An example using LinGreedy with \(\epsilon = 0\), which means always exploit.

>>> import numpy as np
>>> from gobrec.mabs.lin_mabs import LinGreedy
>>> contexts = np.array([[1, 0, 0], [0, 1, 0], [0, 0, 1],
...                      [1, 0, 0], [0, 1, 0], [0, 0, 1],
...                      [1, 0, 0], [0, 1, 0], [0, 0, 1]])
>>> decisions = np.array(['a', 'a', 'a', 
...                       'b', 'b', 'b',
...                       'c', 'c', 'c'])
>>> rewards = np.array([10, 0 , 1 , 
...                     1 , 10, 0 ,
...                     0 , 1 , 10])
>>> lin_greedy_mab = LinGreedy(seed=42, epsilon=0)
>>> lin_greedy_mab.fit(contexts, decisions, rewards)
>>> lin_greedy_mab.predict(np.array([[1, 0, 0], [0, 1, 0], [0, 0, 1]]))
tensor([[5.0000, 0.5000, 0.0000],
        [0.0000, 5.0000, 0.5000],
        [0.5000, 0.0000, 5.0000]], dtype=torch.float64)
>>> lin_greedy_mab.predict(np.array([[1, 0, 0], [0, 1, 0], [0, 0, 1]]))
tensor([[5.0000, 0.5000, 0.0000],
        [0.0000, 5.0000, 0.5000],
        [0.5000, 0.0000, 5.0000]], dtype=torch.float64)

Attributes:

epsilonfloat: Probability of choosing a random action (exploration).

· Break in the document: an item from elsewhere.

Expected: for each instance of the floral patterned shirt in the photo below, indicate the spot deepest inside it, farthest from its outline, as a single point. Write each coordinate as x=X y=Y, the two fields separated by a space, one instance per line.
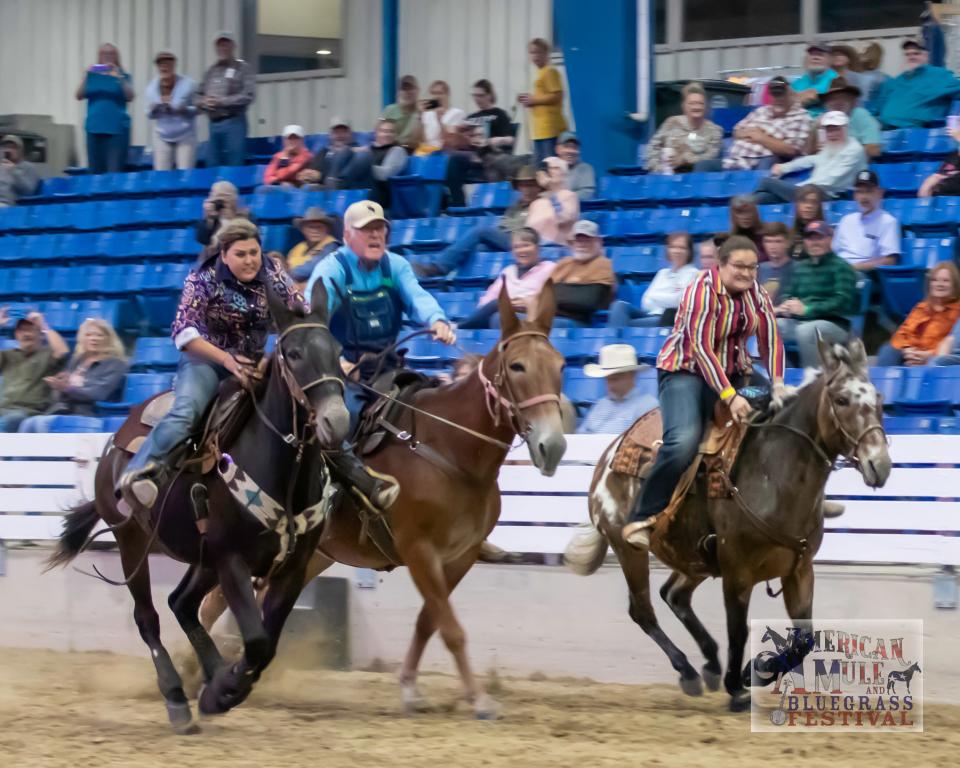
x=231 y=315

Value should be in [0, 1]. 1 means always explore, 0 means always exploit.
l2_lambdafloat: Regularization parameter for ridge regression.
devicestr: Device to use for computations (‘cpu’ or ‘cuda’).
items_per_batchint: Number of items to process in each batch when updating the model. More items per batch means more memory usage but faster computation.

Methods

`fit`(contexts, decisions, rewards)	Fit the Lin algorithm with contexts, decisions, and rewards.
`predict`(contexts)	Predict the expected rewards for each arm given the contexts.
`reset`()	Reset the Lin algorithm to its initial state.

predict(contexts: ndarray)[source]#

Predict the expected rewards for each arm given the contexts.

Parameters:

contextsnp.ndarray: A 2D array where each row represents the context features for which predictions are to be made.

Returns:

expected_rewardstorch.Tensor: A 2D tensor of shape (n_samples, n_arms) where each element is the expected reward for the corresponding context-arm pair. The encoded items ids are used here. To get the original item IDs, it is possible to use the label_encoder.inverse_transform method.